TUJUAN Tujuan diberikan perawatan luka yaitu :
1. Mencegah terjadinya infeksi
2. Mengurangi nyeri dan mempercepat proses
penyembuhan luka
3. Mengobservasi drainase
4. Menghambat atau membunuh mikroorganisme
5. Mecegah perdarahan dan meningkatkan
kenyamanan fisik
PERSIAPAN ALAT 1. Seperangkat set perawatan luka steril
2. Larutan pembersih yang di resepkan
3. Gunting verban/plester
4. Sarung tangan sekali pakai
5. Plester, pengikat atau balutan sesuai kebutuhan
6. Bengkok
7. Perlak pengalas
8. Kantong untuk sampah
9. Troli
PROSEDUR Tahap pra interaksi
1. Membaca rekam medis pasien dan catatan untuk rencana perawatan luka
2. Mengeksplorasi perasaan, analisis kekuatan dan keterbatasan
profesional pada diri sendiri
3. Menyiapkan alat :
a. Seperangkat set perawatan luka steril
b. Larutan pembersih yang diresepkan
c. Gunting verban/plester
d. Sarung tangan sekali pakai
e. Plester, pengikat atau balutan sesuai kebutuhan
f. Bengkok
g. Perlak penghalas
h. Kantong untuk sampah
i. Troli
Tahap Orientasi
1. Memberikan salam, memasukkan dengan menanyakan nama, alamat,
dan umur pasien
Page 125
2. Memanggil nama pasien sesuai dengan persetujuan pasien
3. Menjelaskan tujuan, prosedur dan lamanya tindakan pada
pasien/keluarga pasien
4. Memberikan kesempatan pada pasien untuk bertanya sebelum tindakan
dimulai
5. Meminta persetujuan
6. Menjaga privacy pasien dengan menutup tirai
7. Mencuci tangan sebelum melakukan tindakan
Tahap Kerja
1. Menyusun semua peralatan yang diperlukan di troli dekat pasien (tidak
membuka peralatan steril dulu)
2. Meletekkan bengkok didekat pasien
3. Memasangkan perlak penghalas
4. Mengatur posisi klien dan mengintruksikan klien untuk tidak
menyentuh area luka atau peralatan steril
5. Menggunakan sarung tangan sekali pakai dan melepaskan plester,
ikatan atau balutan dengan menggunakan pinset
6. Jika balutan lengket pada luka, melepaskan balutan dengan
memberikan larutan steril/NaCl
7. Observasi karakter dan jumlah drainnase pada balutan
8. Buang balutan kotor pada bengkok, lepaskan sarung tangan dan bulang
pada tempatnya
9. Buka bak instrumen balutan steril. Balutan, gunting dan pinset, harus
tetap pada bak intrumen steril.
10. Kenakan sarung tangan steril
11. Inspeksi luka. Perhatikan kondisinya, letak drain, integritas balutan
atau penutup kulit, dan karakter drainase.

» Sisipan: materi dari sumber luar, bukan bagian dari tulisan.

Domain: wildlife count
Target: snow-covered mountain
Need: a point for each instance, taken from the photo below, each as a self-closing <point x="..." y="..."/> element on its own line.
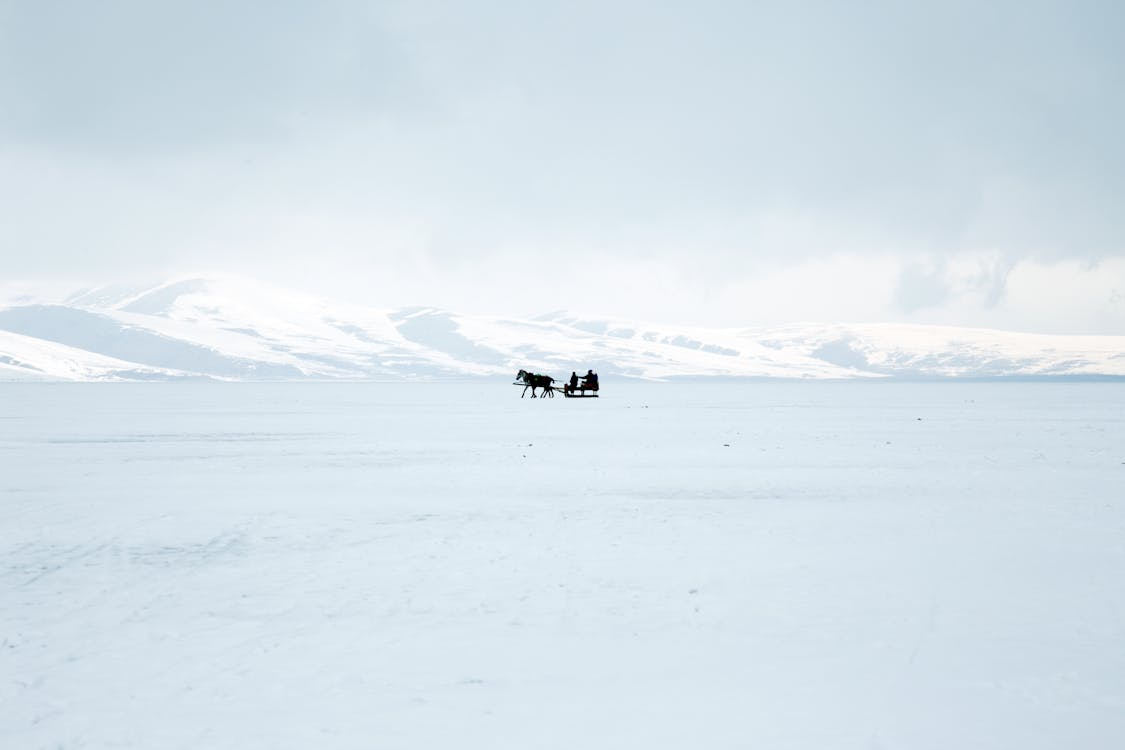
<point x="233" y="328"/>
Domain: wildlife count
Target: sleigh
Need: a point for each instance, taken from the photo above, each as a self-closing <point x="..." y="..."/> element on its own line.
<point x="579" y="391"/>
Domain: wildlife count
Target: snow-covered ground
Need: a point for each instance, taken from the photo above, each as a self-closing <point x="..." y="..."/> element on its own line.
<point x="785" y="565"/>
<point x="235" y="328"/>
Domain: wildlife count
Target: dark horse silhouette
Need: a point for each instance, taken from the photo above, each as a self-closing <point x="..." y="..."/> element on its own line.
<point x="533" y="381"/>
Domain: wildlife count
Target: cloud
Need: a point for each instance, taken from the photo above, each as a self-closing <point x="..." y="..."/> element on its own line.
<point x="946" y="144"/>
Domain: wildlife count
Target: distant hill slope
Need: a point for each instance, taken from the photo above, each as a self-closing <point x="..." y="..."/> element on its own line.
<point x="241" y="330"/>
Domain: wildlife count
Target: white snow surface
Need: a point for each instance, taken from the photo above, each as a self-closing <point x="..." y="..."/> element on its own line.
<point x="846" y="565"/>
<point x="233" y="328"/>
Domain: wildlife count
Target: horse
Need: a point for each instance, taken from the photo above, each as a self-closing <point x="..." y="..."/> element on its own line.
<point x="533" y="381"/>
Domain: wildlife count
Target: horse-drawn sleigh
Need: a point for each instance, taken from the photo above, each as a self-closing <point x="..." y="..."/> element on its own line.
<point x="575" y="388"/>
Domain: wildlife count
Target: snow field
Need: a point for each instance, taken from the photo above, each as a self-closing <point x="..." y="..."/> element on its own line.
<point x="782" y="565"/>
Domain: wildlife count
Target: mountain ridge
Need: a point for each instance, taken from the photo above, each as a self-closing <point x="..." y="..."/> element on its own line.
<point x="235" y="328"/>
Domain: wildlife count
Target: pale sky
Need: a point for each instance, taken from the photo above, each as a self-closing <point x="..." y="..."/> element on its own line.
<point x="720" y="163"/>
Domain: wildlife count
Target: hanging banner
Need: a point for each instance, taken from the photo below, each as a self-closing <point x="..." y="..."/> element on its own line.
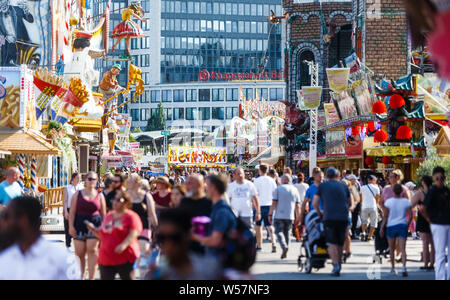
<point x="338" y="78"/>
<point x="192" y="155"/>
<point x="123" y="121"/>
<point x="345" y="104"/>
<point x="362" y="97"/>
<point x="352" y="63"/>
<point x="331" y="115"/>
<point x="354" y="146"/>
<point x="12" y="110"/>
<point x="312" y="96"/>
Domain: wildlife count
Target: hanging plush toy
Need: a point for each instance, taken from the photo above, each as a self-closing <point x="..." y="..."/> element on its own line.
<point x="128" y="29"/>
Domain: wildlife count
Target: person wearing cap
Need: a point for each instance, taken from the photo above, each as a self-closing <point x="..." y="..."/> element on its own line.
<point x="109" y="86"/>
<point x="336" y="200"/>
<point x="370" y="197"/>
<point x="162" y="195"/>
<point x="355" y="190"/>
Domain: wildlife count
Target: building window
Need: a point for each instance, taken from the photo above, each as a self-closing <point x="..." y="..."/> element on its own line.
<point x="232" y="94"/>
<point x="178" y="114"/>
<point x="191" y="96"/>
<point x="232" y="112"/>
<point x="135" y="115"/>
<point x="218" y="113"/>
<point x="178" y="96"/>
<point x="145" y="114"/>
<point x="248" y="93"/>
<point x="191" y="114"/>
<point x="205" y="95"/>
<point x="155" y="96"/>
<point x="276" y="94"/>
<point x="166" y="96"/>
<point x="168" y="114"/>
<point x="218" y="95"/>
<point x="204" y="113"/>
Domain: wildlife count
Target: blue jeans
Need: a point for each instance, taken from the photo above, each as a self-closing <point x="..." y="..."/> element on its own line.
<point x="282" y="230"/>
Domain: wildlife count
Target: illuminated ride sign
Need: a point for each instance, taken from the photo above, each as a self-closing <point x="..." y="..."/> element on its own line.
<point x="196" y="156"/>
<point x="205" y="75"/>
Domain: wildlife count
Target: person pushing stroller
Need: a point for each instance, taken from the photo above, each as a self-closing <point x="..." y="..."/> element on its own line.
<point x="336" y="200"/>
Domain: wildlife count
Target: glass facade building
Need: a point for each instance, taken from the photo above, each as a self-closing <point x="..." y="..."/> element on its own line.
<point x="229" y="36"/>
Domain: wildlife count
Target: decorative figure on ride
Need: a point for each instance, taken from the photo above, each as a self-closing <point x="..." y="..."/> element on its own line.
<point x="109" y="87"/>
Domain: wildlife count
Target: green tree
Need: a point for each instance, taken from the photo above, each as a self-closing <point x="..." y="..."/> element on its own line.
<point x="157" y="122"/>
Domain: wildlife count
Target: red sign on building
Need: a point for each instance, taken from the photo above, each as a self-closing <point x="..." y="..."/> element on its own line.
<point x="205" y="75"/>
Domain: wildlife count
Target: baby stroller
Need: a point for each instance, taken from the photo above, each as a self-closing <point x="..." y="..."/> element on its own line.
<point x="381" y="243"/>
<point x="313" y="253"/>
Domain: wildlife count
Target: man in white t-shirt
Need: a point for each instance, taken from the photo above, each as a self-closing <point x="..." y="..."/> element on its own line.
<point x="301" y="186"/>
<point x="265" y="186"/>
<point x="370" y="195"/>
<point x="243" y="197"/>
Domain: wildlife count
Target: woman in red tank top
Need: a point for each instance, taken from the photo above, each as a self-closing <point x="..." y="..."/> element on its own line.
<point x="87" y="205"/>
<point x="162" y="194"/>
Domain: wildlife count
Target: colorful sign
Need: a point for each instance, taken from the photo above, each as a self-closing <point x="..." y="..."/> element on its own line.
<point x="205" y="75"/>
<point x="331" y="115"/>
<point x="260" y="109"/>
<point x="194" y="156"/>
<point x="312" y="96"/>
<point x="123" y="121"/>
<point x="12" y="109"/>
<point x="354" y="146"/>
<point x="338" y="78"/>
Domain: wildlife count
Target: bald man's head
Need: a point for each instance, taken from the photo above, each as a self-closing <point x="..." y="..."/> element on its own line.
<point x="12" y="175"/>
<point x="195" y="185"/>
<point x="239" y="175"/>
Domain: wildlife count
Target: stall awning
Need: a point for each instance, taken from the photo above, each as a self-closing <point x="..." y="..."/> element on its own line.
<point x="26" y="143"/>
<point x="86" y="125"/>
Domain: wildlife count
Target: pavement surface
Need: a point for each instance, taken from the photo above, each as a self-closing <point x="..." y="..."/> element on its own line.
<point x="359" y="266"/>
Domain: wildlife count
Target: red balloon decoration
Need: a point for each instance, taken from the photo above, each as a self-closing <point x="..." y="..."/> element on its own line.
<point x="380" y="136"/>
<point x="379" y="107"/>
<point x="386" y="160"/>
<point x="404" y="133"/>
<point x="369" y="161"/>
<point x="396" y="101"/>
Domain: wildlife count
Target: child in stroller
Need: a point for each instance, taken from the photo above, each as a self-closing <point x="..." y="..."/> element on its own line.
<point x="313" y="253"/>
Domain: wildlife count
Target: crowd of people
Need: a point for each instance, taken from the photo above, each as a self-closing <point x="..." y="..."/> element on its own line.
<point x="169" y="227"/>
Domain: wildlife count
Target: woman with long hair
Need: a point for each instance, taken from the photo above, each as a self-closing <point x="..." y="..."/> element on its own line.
<point x="422" y="225"/>
<point x="144" y="206"/>
<point x="118" y="234"/>
<point x="87" y="206"/>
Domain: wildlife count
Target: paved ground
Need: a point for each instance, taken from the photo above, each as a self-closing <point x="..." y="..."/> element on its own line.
<point x="269" y="266"/>
<point x="359" y="266"/>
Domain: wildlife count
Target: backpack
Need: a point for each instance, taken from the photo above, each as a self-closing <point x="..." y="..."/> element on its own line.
<point x="238" y="248"/>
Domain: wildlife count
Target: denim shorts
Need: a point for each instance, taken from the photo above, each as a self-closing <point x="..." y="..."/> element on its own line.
<point x="397" y="231"/>
<point x="264" y="216"/>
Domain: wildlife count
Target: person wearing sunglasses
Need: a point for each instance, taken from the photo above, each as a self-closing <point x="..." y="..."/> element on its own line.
<point x="178" y="262"/>
<point x="437" y="212"/>
<point x="118" y="234"/>
<point x="87" y="206"/>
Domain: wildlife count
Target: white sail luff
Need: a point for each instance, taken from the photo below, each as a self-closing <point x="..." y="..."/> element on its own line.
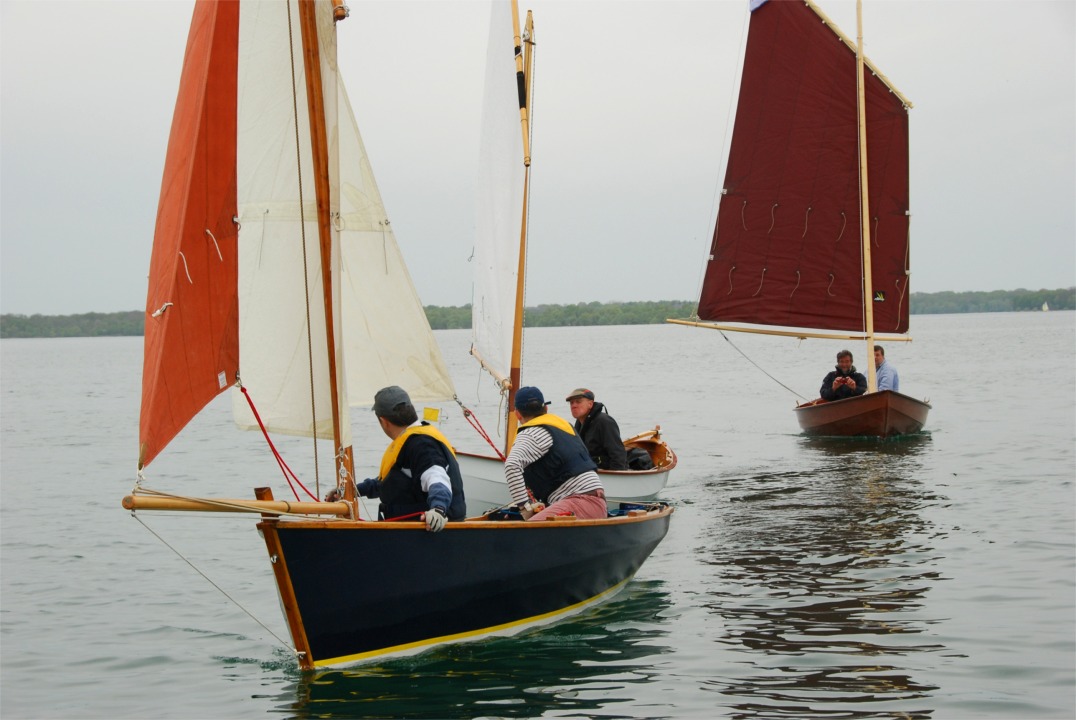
<point x="282" y="329"/>
<point x="499" y="205"/>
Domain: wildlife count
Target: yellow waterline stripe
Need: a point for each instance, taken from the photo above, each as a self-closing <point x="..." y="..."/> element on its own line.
<point x="459" y="636"/>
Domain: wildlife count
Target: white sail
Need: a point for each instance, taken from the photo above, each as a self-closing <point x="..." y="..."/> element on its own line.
<point x="386" y="336"/>
<point x="499" y="206"/>
<point x="278" y="301"/>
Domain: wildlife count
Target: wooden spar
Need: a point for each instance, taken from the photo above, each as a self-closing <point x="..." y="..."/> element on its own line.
<point x="864" y="200"/>
<point x="319" y="142"/>
<point x="866" y="60"/>
<point x="788" y="333"/>
<point x="230" y="505"/>
<point x="523" y="82"/>
<point x="287" y="598"/>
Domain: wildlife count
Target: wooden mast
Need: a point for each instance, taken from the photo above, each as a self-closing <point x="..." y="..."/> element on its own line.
<point x="319" y="142"/>
<point x="523" y="83"/>
<point x="864" y="203"/>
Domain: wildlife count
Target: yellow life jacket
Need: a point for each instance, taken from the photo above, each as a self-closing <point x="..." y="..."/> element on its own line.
<point x="393" y="451"/>
<point x="548" y="419"/>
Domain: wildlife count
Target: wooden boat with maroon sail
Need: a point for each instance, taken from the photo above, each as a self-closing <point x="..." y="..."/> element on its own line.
<point x="812" y="233"/>
<point x="273" y="263"/>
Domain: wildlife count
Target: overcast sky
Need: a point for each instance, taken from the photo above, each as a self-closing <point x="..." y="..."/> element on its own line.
<point x="631" y="112"/>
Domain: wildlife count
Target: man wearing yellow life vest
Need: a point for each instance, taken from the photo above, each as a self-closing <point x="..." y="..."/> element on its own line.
<point x="419" y="470"/>
<point x="549" y="464"/>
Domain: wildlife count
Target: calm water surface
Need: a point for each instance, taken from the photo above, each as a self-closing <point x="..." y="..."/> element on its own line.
<point x="931" y="577"/>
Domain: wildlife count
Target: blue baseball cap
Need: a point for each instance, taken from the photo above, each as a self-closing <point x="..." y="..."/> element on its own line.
<point x="529" y="398"/>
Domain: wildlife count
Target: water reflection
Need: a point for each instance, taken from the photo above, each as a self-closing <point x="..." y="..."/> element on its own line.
<point x="821" y="578"/>
<point x="576" y="666"/>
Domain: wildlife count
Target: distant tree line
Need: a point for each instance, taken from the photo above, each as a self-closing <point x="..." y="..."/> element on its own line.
<point x="997" y="300"/>
<point x="86" y="325"/>
<point x="93" y="324"/>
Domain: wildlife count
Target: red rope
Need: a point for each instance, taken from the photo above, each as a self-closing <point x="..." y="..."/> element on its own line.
<point x="288" y="474"/>
<point x="473" y="422"/>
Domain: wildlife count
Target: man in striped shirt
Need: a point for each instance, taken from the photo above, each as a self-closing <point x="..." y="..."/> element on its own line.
<point x="550" y="464"/>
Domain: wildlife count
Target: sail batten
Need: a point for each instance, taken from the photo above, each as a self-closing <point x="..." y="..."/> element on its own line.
<point x="786" y="248"/>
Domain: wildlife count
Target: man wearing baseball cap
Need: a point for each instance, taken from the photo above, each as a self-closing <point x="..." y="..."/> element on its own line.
<point x="597" y="429"/>
<point x="419" y="470"/>
<point x="549" y="464"/>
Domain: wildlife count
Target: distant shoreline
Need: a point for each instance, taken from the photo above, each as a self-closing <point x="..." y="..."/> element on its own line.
<point x="131" y="323"/>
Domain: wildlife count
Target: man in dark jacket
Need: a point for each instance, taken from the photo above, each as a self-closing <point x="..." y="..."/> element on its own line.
<point x="419" y="470"/>
<point x="844" y="381"/>
<point x="598" y="431"/>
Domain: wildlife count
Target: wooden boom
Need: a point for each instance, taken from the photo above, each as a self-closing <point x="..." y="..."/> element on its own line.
<point x="229" y="505"/>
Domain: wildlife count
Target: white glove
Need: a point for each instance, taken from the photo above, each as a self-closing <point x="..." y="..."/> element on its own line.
<point x="435" y="520"/>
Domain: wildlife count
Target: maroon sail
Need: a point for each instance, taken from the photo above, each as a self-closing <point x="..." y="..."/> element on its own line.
<point x="787" y="248"/>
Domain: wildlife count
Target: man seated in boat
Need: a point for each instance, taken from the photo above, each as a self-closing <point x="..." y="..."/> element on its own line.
<point x="419" y="471"/>
<point x="597" y="429"/>
<point x="888" y="379"/>
<point x="549" y="465"/>
<point x="844" y="381"/>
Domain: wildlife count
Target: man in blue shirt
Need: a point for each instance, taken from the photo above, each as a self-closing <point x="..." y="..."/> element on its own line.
<point x="887" y="373"/>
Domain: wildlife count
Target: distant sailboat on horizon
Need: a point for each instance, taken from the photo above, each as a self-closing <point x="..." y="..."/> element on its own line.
<point x="802" y="245"/>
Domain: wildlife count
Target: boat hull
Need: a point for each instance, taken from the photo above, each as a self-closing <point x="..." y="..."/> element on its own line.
<point x="885" y="413"/>
<point x="485" y="486"/>
<point x="475" y="579"/>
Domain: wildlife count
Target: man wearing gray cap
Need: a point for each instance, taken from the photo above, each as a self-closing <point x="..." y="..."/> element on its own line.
<point x="549" y="464"/>
<point x="419" y="470"/>
<point x="598" y="431"/>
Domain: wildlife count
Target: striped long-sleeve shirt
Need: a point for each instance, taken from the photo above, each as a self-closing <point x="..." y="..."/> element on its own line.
<point x="531" y="445"/>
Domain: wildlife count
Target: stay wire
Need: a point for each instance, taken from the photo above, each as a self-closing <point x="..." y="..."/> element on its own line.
<point x="760" y="367"/>
<point x="209" y="580"/>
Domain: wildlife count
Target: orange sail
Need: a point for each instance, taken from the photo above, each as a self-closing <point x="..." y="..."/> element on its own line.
<point x="192" y="340"/>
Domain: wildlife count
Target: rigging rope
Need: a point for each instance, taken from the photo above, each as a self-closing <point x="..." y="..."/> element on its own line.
<point x="302" y="231"/>
<point x="473" y="422"/>
<point x="209" y="580"/>
<point x="760" y="367"/>
<point x="288" y="473"/>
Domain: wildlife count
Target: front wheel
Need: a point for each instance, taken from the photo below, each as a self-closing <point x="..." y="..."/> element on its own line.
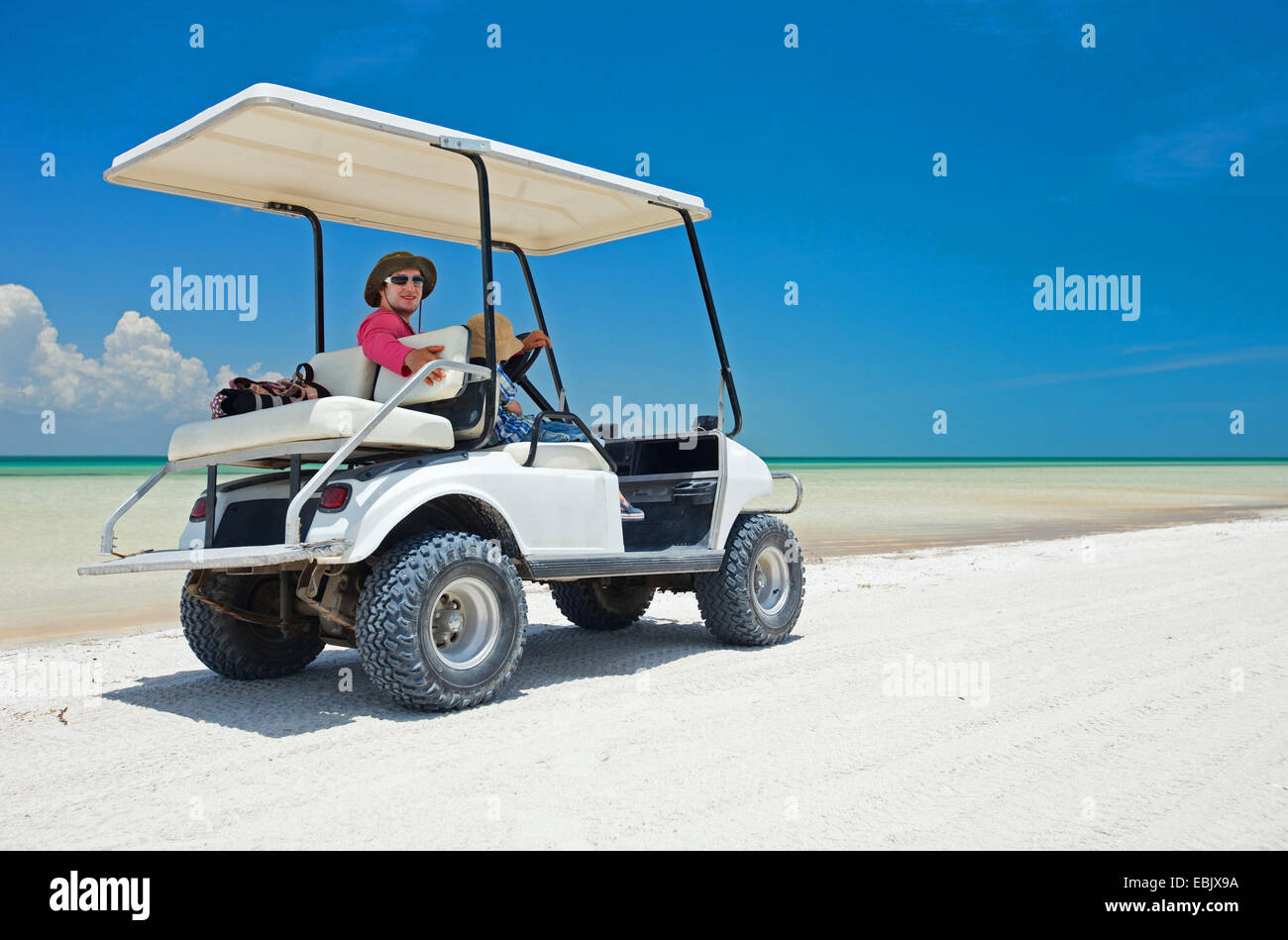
<point x="756" y="596"/>
<point x="441" y="621"/>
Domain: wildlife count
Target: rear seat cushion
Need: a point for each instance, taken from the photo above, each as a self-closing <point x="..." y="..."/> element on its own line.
<point x="456" y="347"/>
<point x="346" y="372"/>
<point x="317" y="420"/>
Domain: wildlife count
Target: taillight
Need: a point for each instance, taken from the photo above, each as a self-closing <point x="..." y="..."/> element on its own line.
<point x="335" y="496"/>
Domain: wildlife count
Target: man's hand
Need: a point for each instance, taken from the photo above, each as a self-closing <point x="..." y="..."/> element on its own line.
<point x="419" y="357"/>
<point x="535" y="340"/>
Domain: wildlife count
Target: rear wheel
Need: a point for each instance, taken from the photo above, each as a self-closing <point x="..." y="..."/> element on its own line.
<point x="600" y="604"/>
<point x="240" y="649"/>
<point x="756" y="596"/>
<point x="441" y="621"/>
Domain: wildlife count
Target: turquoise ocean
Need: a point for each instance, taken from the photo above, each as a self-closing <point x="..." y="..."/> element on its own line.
<point x="53" y="510"/>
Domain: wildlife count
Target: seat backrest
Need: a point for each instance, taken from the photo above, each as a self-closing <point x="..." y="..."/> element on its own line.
<point x="346" y="372"/>
<point x="351" y="372"/>
<point x="456" y="347"/>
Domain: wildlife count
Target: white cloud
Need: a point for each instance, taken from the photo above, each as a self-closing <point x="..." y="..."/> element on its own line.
<point x="140" y="372"/>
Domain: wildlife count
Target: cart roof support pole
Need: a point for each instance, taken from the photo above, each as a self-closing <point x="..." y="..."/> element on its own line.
<point x="318" y="329"/>
<point x="715" y="321"/>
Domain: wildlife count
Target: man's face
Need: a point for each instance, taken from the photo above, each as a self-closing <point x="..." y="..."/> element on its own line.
<point x="403" y="299"/>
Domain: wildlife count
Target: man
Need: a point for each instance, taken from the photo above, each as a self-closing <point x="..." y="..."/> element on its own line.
<point x="395" y="288"/>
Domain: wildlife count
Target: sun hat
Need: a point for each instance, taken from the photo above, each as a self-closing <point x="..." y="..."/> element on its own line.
<point x="395" y="261"/>
<point x="506" y="344"/>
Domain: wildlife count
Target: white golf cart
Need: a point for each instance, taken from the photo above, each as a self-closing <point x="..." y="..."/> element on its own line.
<point x="412" y="539"/>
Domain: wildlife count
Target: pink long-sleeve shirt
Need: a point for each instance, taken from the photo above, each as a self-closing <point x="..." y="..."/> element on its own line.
<point x="378" y="335"/>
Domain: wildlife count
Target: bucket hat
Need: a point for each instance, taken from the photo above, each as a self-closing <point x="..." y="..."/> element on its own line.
<point x="395" y="261"/>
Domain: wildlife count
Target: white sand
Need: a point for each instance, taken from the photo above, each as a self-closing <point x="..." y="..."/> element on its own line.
<point x="1136" y="698"/>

12. Membersihkan luka dengan larutan antiseptic yang diresepkan
13. Menggunakan satu kassa untuk satu kali usapan
14. Membersihkan luka dari area kurang terkontiminasi ke area
terkontaminasi
15. Gunakan kassa baru untuk mengeringkan luka atau insisi
16. Berikan salep antiseptic bila dipesankan
Tahap Terminasi
1. Mengevaluasi perasaan klien setelah dilakukan tindakan
2. Menyimpulkan hasil tindakan
3. Melakukan kontrak untuk tindakan selanjutnya
4. Mencuci dan membereskan alat setelah digunakan
5. Mencuci tangan setelah melakukan tindakan
Dokumentasi
1. Mencatat tanggal dan jam perawatan luka
2. Mencatat nama, alamat dan umur klien
3. Mencatat hasil tindakan sesuai dengan SOAP
4. Paraf dan nama petugas/perawat yang melakukan tindakan Standar
Operasional Prosedur
Catatan : Perawat menggunakan teknik bersih dalam melakukan perawatan luka.